What i find out is that there may be problem with how i handle the variables in the script cause i find some weird stuff.
So here is the pipeline configuration file:
input {
file {
path => "/etc/logstash/in.csv"
start_position => "beginning"
}
}
filter {
if [message] == "" {
drop{}
}
csv{
skip_header => "true"
columns => ["id", "name"]
}
mutate {
add_field => {
"[@metadata][my_key]" => "%{id}" "[@metadata][my_value]" => "%{name}"
}
}
if [@metadata][my_key]{
mutate {
strip => ["[@metadata][my_key]"]
}
#lookup for the key in csv file
ruby{
path => "/etc/logstash/script.rb"
}
}
}
output {
csv {
path => "/etc/logstash/out.csv"
csv_options => {"col_sep" => ","}
fields => [ "[@metadata][my_key]", "[@metadata][my_value]" ]
flush_interval => 0
}
stdout { codec => rubydebug }
}
Here is the ruby script:
require 'csv'
#def register(params)
# @src_key = params["source_field"]
#end
def filter(event)
table = CSV.parse(File.read("/etc/logstash/out.csv"), headers: true)
puts ("My_Key:" + event.get("[@metadata][my_key]").to_s )
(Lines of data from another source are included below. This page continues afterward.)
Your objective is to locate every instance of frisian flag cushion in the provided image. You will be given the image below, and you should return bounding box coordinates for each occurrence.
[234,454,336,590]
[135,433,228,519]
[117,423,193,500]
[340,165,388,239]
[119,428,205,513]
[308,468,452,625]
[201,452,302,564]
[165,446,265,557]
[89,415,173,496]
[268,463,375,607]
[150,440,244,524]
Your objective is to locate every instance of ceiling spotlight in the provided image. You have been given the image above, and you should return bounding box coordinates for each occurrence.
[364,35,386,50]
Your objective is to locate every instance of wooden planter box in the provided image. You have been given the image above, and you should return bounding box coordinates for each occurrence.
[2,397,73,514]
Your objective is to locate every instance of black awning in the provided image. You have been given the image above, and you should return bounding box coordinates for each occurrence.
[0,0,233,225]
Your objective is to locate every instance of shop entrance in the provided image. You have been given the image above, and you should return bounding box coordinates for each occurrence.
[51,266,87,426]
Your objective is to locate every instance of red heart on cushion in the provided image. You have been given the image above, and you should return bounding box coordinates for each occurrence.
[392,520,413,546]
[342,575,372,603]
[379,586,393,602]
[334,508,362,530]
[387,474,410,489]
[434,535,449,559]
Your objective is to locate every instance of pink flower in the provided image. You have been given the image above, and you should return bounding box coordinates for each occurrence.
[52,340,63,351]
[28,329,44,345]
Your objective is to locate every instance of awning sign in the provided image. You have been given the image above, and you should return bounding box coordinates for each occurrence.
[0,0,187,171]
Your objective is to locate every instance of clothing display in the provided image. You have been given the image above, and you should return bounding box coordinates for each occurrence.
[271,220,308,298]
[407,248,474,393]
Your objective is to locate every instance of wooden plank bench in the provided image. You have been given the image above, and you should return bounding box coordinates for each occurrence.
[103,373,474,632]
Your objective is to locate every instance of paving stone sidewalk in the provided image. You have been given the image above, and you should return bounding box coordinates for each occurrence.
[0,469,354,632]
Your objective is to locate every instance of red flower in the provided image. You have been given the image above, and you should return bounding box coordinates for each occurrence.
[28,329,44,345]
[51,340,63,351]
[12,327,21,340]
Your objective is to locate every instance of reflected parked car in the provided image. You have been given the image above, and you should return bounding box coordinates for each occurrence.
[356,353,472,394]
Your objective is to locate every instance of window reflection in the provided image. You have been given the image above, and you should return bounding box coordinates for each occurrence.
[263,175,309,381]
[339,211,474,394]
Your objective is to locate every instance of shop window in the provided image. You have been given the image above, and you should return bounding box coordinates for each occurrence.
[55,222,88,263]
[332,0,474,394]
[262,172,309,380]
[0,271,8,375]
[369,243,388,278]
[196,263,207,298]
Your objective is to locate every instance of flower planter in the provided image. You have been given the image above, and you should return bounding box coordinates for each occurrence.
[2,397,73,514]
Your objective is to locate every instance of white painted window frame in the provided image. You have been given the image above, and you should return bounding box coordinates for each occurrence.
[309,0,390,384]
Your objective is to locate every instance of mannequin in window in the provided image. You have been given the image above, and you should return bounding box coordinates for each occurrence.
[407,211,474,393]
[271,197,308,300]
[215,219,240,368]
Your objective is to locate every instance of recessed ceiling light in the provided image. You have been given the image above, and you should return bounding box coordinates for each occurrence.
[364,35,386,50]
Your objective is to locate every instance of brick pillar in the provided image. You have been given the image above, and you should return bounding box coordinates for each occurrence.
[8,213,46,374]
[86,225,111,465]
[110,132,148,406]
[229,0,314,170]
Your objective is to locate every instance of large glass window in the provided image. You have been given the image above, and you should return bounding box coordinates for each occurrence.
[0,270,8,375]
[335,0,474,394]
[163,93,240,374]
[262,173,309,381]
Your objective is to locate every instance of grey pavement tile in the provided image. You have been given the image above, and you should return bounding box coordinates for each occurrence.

puts "Already written keys:"
for _key in table.by_col[0] do
puts _key
if _key.to_s == event.get("[@metadata][my_key]").to_s
return []
end
end
return [event]
end
So first problem? i see is that when the in.csv file has duplicate entries from the start and the out.csv is empty it cannot work because id doesn't save every event separately in the file bu rather it waits to save them all together.
So if my in.csv looks like this:
1,"name1"
2,"name2"
3,"name3"
4,"name4"
4,"name4"
3,"name3"
1,"name1"
1,"name1"
It will save all the entries, not the unique, into the out.csv.
No second test that was a success was when logstash was running and i added again a duplicate entry into the in.csv it dropped it!!
See photo:
Not third and biggest problem i see is if i stop logstash and delete sincedb_path sudo rm /var/lib/logstash/plugins/inputs/file/.sincedb_2f67fa4ed13e04f8dd3e5594584a1c9c
and run logstash again with in.csv and out.csv as before (with duplicate entries from first try) it goes crazy !!
Clearly it has some concurrency problems here because the results on the output doesn't make sense. And also it wrote a duplicate entry into out.csv as you can see from the printed event at the bottom of the screen.
Any suggestions? Thanks a lot and sorry for the huge post.